I bring all this up because I don't think polls tell the whole story. Pundits and poll aficionados like Silver love sifting data so much that they can't resist playing with numbers, even if the research that produced those numbers is suspect.

(Markos Moulitsas, who is a fan of Nate's, found out the hard way that polling isn't always reliable or accurate. A few months ago, he got burned badly by the now-defunct Research 2000, which he promptly sued for generating bogus data.)

Even if our Senate race turns out to be extremely close, it's unfair to say that "Washington is the new Florida". If the Murray/Rossi race drags into December, we're not going to be hearing about butterfly ballots or hanging chads. Nor are we going to hear about mishaps at King County Elections, which has modernized its operations and significantly beefed up security.

State law is very clear on what happens in the event of a very tight race. There's an automatically triggered machine recount of our paper ballots, and then a hand recount, if the losing side wishes to put up the money to pay for it. The victor of the hand recount gets certified as the winner.
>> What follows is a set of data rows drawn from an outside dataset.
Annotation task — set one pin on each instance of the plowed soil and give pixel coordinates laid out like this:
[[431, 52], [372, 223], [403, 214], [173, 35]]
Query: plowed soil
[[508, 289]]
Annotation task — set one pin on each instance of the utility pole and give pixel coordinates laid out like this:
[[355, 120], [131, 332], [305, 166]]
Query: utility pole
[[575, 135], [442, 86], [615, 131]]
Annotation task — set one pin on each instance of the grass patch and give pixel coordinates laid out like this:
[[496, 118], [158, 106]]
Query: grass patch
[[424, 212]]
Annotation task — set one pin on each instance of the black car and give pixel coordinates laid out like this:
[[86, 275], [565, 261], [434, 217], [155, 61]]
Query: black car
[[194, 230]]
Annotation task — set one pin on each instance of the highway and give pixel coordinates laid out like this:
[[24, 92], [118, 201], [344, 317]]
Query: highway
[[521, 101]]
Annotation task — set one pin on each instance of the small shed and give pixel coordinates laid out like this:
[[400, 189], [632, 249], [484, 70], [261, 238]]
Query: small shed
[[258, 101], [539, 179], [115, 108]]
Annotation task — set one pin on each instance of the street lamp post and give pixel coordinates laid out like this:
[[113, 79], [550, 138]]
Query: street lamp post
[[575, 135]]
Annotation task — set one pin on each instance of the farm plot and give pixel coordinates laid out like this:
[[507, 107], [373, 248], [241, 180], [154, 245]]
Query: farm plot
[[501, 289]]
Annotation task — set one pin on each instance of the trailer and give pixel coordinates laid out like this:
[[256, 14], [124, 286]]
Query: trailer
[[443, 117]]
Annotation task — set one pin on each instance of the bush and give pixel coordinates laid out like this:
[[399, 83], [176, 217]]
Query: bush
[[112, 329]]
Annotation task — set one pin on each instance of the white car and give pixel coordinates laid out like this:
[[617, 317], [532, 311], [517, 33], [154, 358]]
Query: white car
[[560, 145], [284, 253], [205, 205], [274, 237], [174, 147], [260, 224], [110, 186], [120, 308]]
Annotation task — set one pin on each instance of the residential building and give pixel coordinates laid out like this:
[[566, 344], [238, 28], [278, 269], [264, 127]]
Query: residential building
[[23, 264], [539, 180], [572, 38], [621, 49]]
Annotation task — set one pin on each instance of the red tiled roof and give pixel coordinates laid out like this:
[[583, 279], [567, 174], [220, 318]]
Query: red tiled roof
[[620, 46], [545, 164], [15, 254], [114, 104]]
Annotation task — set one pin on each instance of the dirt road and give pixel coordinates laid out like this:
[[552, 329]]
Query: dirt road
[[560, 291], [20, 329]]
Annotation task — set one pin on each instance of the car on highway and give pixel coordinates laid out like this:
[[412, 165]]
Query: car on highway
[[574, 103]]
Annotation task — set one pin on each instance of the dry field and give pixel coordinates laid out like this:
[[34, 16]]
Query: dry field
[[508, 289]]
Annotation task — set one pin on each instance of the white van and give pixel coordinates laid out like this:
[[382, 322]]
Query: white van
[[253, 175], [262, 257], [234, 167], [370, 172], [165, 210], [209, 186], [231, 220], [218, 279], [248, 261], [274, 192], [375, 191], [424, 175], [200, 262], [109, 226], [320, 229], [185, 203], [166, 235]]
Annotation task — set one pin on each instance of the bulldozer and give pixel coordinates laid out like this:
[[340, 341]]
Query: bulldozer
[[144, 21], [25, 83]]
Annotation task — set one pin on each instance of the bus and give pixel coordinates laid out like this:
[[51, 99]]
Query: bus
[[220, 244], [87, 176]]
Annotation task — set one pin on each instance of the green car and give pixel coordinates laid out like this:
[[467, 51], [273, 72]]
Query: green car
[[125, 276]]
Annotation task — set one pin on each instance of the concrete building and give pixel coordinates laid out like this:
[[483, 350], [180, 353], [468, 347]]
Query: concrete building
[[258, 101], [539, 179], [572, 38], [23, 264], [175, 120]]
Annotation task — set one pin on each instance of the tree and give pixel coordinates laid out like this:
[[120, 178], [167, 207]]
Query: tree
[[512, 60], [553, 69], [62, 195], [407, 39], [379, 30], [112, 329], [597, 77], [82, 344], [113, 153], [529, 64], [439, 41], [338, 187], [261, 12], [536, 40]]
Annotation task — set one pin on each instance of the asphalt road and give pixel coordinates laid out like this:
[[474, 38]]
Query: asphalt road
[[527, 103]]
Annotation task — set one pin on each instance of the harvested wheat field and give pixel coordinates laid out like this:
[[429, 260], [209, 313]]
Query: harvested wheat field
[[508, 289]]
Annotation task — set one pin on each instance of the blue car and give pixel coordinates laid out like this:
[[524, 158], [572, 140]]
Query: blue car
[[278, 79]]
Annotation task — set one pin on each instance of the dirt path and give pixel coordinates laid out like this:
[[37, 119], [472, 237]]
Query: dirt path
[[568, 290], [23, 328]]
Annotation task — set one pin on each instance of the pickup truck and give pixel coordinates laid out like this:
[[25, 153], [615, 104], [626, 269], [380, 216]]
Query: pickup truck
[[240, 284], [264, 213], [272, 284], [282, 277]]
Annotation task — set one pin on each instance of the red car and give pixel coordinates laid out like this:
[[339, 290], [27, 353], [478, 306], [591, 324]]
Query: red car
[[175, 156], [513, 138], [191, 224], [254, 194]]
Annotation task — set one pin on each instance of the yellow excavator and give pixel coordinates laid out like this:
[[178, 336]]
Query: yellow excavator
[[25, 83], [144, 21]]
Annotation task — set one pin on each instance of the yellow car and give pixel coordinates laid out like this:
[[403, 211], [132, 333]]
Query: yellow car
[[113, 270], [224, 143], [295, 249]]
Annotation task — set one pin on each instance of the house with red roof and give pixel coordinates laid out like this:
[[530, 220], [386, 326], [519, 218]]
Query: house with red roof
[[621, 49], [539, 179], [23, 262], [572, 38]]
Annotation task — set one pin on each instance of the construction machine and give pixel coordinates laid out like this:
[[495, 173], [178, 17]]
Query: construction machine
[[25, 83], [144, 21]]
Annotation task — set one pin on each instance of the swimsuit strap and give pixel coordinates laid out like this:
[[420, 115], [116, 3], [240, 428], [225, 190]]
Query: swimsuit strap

But again, the chances of the Senate contest being as close as the 2004 gubernatorial contest was are low. Dino Rossi isn't a fresh face running for an open seat. He's a known quantity who is campaigning on the failed policies of the past. Washingtonians didn't endorse his extreme right wing agenda when Bush was running, and we're no more likely to this year.

Comments:

Blogger Bill R. said...

Now that Nate Silver has joined the paid punditocracy, he has to create a headline where there is none. He's in the business of infotainment now. When he was the blogger, Poblano, he had more credibility. Washington, like "Florida 2000", juicy but stupid. The latest public television poll out this morning says Murray wins by 6 among LVs. I think that will be about the margin. Not even close.